The first attempt at constituting a ‘governo largo’ in England was made during the Civil Wars, with the ‘Agreement of the People’. This went through several drafts between 1647 and 1649. The title was well chosen. Real, working, constitutions are produced through a process of discussion and negotiation – ‘arguing and bargaining’ – that enables a broadly acceptable constitutional settlement to be reached. The constitution expresses what been agreed, amongst the people or their representatives, as the common foundation of the state.  

Reaching such an agreement today, in a society that has become as polarised and divided as ours, will not be easy. It is nevertheless necessary. In order to establish a state that serves the common good, we must have some agreed foundations, ground-rules, shared principles, upon which a general consensus exists. This alone can provide the basis for an inclusive, publicly-oriented, ‘governo largo’.  

This is not a radical innovation. Almost every country which has become independent from the British Empire has adopted a democratic constitution as its supreme and fundamental law. In some cases – in India in 1950, South Africa in 1996, and Kenya in 2010 – a serious attempt was made to establish an inclusive ‘governo largo’ constitution. In so doing, they sought to heal deep divisions, to reach a broadly acceptable settlement, and thereby to make good government – and with it socio-economic development – at least possible. 

Perhaps we think we are better than all that, beyond such constitutional trifles. Yet, the fact remains that our politics today – and our society today – look much more like those of India, South Africa and Kenya than, say, like those of 1950s England. Either we find ways to dwell together in unity, or we face the kind of civil breakdown which the ancients referred to as ‘stasis’, in which all notions of the common good and the public interest are abandoned in partisan, factional, sectarian or ethnic conflict.  
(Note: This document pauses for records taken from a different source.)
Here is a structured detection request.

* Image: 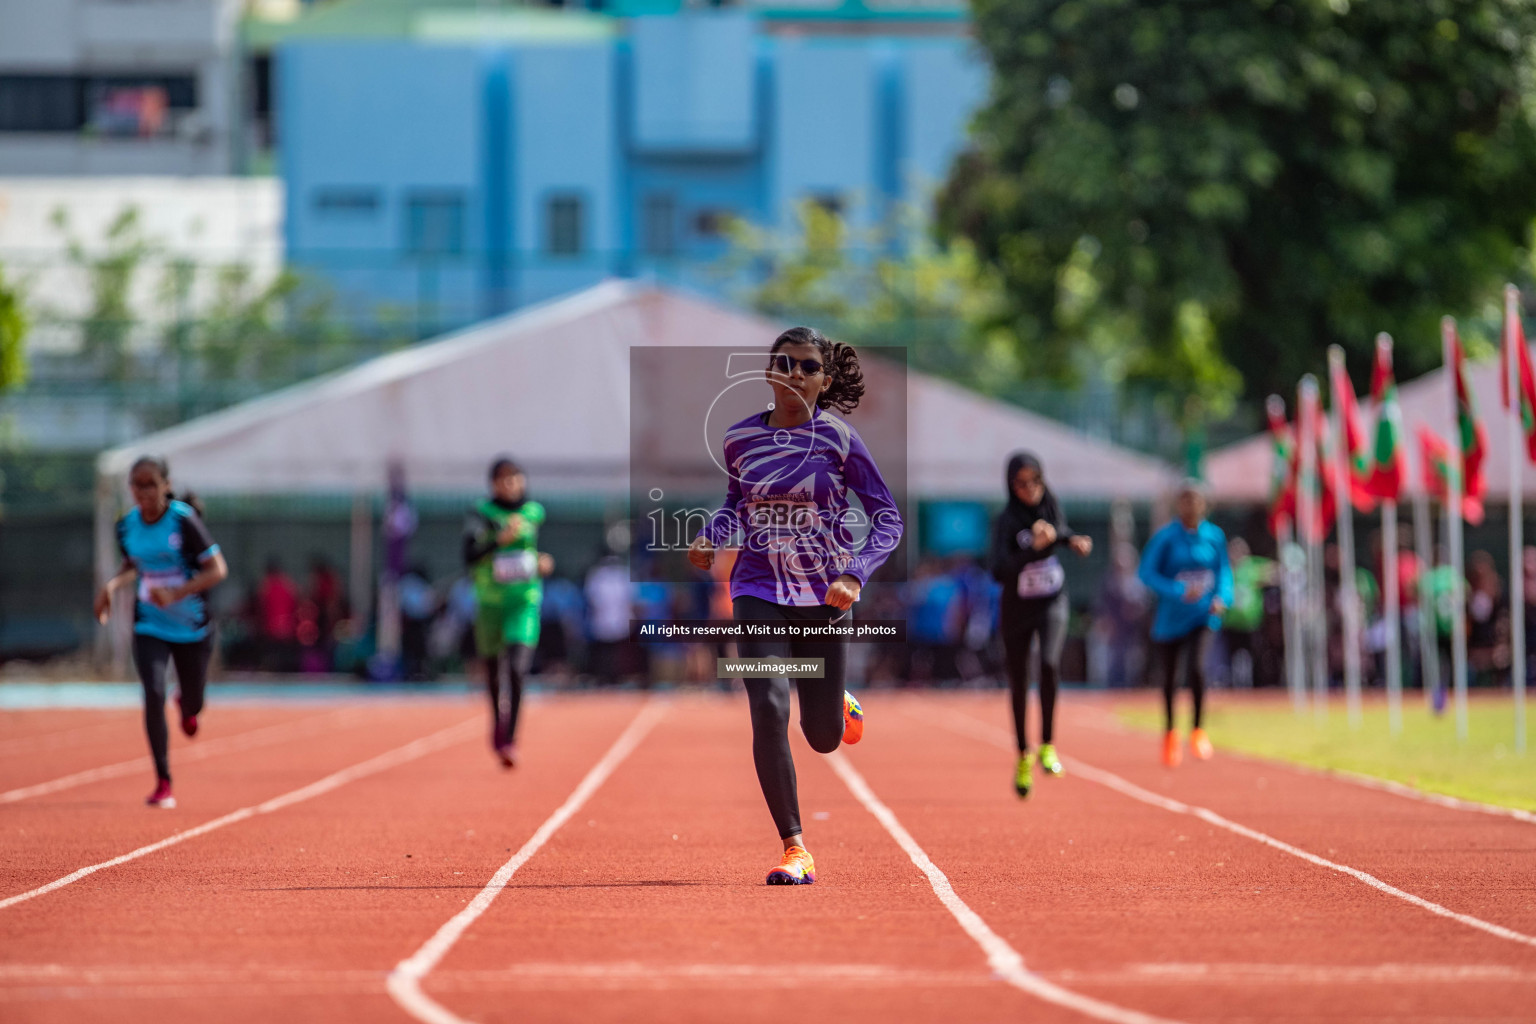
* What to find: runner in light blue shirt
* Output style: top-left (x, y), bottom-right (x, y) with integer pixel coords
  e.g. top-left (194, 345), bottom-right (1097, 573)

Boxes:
top-left (95, 456), bottom-right (228, 808)
top-left (1138, 479), bottom-right (1231, 767)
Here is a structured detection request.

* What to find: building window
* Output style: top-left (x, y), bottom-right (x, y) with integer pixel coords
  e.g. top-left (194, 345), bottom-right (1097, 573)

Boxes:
top-left (0, 76), bottom-right (82, 132)
top-left (546, 194), bottom-right (584, 256)
top-left (807, 193), bottom-right (844, 218)
top-left (314, 187), bottom-right (382, 216)
top-left (406, 192), bottom-right (466, 257)
top-left (642, 194), bottom-right (677, 257)
top-left (0, 74), bottom-right (196, 135)
top-left (693, 208), bottom-right (733, 238)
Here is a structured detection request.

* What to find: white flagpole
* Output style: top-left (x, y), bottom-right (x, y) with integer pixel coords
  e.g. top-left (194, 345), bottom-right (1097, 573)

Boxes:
top-left (1281, 518), bottom-right (1307, 715)
top-left (1329, 347), bottom-right (1363, 728)
top-left (1444, 318), bottom-right (1470, 741)
top-left (1413, 488), bottom-right (1441, 710)
top-left (1376, 334), bottom-right (1403, 736)
top-left (1503, 287), bottom-right (1527, 754)
top-left (1270, 396), bottom-right (1307, 716)
top-left (1300, 376), bottom-right (1328, 719)
top-left (1383, 498), bottom-right (1402, 735)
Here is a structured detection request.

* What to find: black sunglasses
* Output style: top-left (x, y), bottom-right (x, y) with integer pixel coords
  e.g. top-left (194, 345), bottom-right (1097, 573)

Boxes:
top-left (769, 354), bottom-right (825, 376)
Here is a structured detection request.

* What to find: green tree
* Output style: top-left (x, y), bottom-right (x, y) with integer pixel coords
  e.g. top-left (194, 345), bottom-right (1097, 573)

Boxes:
top-left (52, 206), bottom-right (154, 381)
top-left (940, 0), bottom-right (1536, 410)
top-left (724, 202), bottom-right (1020, 399)
top-left (0, 264), bottom-right (26, 391)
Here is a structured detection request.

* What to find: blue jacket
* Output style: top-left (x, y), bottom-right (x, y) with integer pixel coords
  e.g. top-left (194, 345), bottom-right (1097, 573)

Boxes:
top-left (1138, 519), bottom-right (1233, 642)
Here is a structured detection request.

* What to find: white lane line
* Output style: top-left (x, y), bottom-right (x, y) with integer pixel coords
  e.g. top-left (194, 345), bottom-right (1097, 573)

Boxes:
top-left (0, 716), bottom-right (480, 910)
top-left (927, 707), bottom-right (1536, 951)
top-left (0, 719), bottom-right (130, 758)
top-left (7, 959), bottom-right (1533, 1004)
top-left (387, 700), bottom-right (666, 1024)
top-left (0, 962), bottom-right (991, 1002)
top-left (0, 706), bottom-right (381, 804)
top-left (827, 751), bottom-right (1186, 1024)
top-left (1051, 962), bottom-right (1536, 985)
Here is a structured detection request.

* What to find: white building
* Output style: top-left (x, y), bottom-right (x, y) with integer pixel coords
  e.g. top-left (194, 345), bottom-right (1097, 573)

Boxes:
top-left (0, 0), bottom-right (248, 176)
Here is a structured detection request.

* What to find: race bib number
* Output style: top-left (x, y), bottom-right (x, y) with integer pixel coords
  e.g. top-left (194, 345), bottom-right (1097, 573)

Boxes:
top-left (1176, 569), bottom-right (1215, 598)
top-left (493, 550), bottom-right (537, 584)
top-left (138, 569), bottom-right (186, 604)
top-left (1017, 557), bottom-right (1066, 599)
top-left (745, 499), bottom-right (818, 532)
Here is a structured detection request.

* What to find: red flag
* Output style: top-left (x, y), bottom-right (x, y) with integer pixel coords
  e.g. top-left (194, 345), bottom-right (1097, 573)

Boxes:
top-left (1362, 335), bottom-right (1407, 501)
top-left (1500, 285), bottom-right (1536, 462)
top-left (1328, 354), bottom-right (1376, 512)
top-left (1447, 320), bottom-right (1488, 507)
top-left (1418, 424), bottom-right (1485, 525)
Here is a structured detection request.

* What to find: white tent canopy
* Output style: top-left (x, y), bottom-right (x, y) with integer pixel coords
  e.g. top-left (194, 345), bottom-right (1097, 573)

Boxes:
top-left (99, 280), bottom-right (1175, 502)
top-left (1208, 353), bottom-right (1536, 505)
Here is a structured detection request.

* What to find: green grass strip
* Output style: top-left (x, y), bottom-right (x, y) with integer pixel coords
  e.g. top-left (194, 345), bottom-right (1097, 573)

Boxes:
top-left (1118, 695), bottom-right (1535, 814)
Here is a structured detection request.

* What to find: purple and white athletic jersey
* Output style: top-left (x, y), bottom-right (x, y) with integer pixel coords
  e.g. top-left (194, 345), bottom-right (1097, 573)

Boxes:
top-left (699, 407), bottom-right (903, 607)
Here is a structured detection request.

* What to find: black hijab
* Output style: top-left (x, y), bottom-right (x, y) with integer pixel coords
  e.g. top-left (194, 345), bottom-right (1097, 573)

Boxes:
top-left (1001, 451), bottom-right (1063, 533)
top-left (488, 456), bottom-right (527, 512)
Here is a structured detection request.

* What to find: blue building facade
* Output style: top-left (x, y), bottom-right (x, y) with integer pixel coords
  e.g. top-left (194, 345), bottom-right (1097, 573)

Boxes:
top-left (278, 5), bottom-right (987, 330)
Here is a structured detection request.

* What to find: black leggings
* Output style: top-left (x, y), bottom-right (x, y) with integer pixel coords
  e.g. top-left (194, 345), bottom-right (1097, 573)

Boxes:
top-left (734, 596), bottom-right (848, 841)
top-left (485, 644), bottom-right (533, 750)
top-left (1153, 627), bottom-right (1213, 732)
top-left (132, 633), bottom-right (212, 782)
top-left (1000, 593), bottom-right (1068, 752)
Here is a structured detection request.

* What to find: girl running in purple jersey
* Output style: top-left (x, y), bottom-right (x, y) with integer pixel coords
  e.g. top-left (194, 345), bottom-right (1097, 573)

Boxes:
top-left (688, 327), bottom-right (903, 885)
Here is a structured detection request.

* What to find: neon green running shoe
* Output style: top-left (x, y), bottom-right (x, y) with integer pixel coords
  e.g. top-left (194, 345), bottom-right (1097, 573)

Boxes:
top-left (1038, 743), bottom-right (1063, 777)
top-left (1014, 752), bottom-right (1034, 799)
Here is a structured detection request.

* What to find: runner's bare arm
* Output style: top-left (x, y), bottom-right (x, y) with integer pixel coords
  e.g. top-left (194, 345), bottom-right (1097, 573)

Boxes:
top-left (93, 559), bottom-right (138, 622)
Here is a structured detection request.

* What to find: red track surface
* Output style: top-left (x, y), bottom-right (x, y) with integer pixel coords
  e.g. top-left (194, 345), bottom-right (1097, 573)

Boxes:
top-left (3, 690), bottom-right (1535, 1023)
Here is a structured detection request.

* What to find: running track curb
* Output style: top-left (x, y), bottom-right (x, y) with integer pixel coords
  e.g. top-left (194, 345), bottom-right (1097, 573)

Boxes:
top-left (386, 699), bottom-right (667, 1024)
top-left (926, 707), bottom-right (1536, 951)
top-left (0, 716), bottom-right (481, 910)
top-left (1071, 702), bottom-right (1536, 825)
Here then, we must return to matters of the spirit. A good constitution is necessary, but the best constitution cannot save us. A constitution might call us to liberty – to that political freedom which enables us, as responsible citizens, to exercise care for common things, through systems of representative and responsible ‘public government’, but that is not enough, unless we also cultivate the qualities of character to use liberty well and wisely.  

Saint Paul enjoins us not to use liberty ‘for an occasion to the flesh’ – that is, to seek our own, selfish, corrupt or partisan ends. He warns us perils of stasis: ‘But if ye bite and devour one another, take heed that ye be not consumed one of another.’  He also points to that one solution by which the degeneracy of the state, and the corruption of the constitution, might ultimately be overcome: ‘all the law is fulfilled in one word, even in this; Thou shalt love thy neighbour as thyself.’ 

In other words, if we wish to seek the common good, to be well governed, to live in peace and unity, with freedom and justice, then we have to learn to love one another. Civic and political regeneration cannot ultimately be separated from regeneration of our souls.